The next step is to balance the reaction, we can start with Oxygen, so:

$HgS~+~4CaO~->~Hg~+~CaS~+~CaSO_4$

Then we can continue with Ca:

$HgS~+~4CaO~->~Hg~+~3CaS~+~CaSO_4$

Then we can balance S:

$4HgS~+~4CaO~->~Hg~+~3CaS~+~CaSO_4$

And finally with Hg:

$4HgS~+~4CaO~->~4Hg~+~3CaS~+~CaSO_4$

With the balance reaction we know that the molar ratio between Hg nd CaO is 4:4. Therefore, the nex step is the conversion of 31.28 g Hg to moles of Hg using the atomic mass of Hg (200.59 g/mol).
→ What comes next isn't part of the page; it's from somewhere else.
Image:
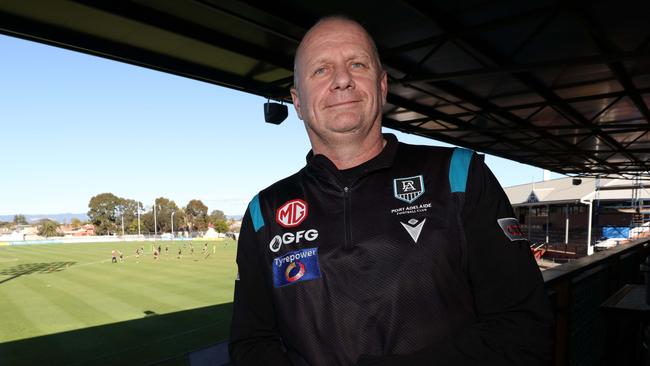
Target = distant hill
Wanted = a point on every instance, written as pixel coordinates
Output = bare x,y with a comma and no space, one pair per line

$31.28~g~Hg\frac{1~mol~Hg}{200.59~g~Hg}$

$0.156~mol~Hg$

The next step, using the molar ratio (4:4) and the molar mass of CaO (56.1 g/mol) we can calculate the grams of CaO that we need:

$0.156~mol~Hg\frac{4~mol~CaO}{4~mol~Hg}\frac{56.1~g~CaO}{1~mol~CaO}$

$8.75~g~CaO$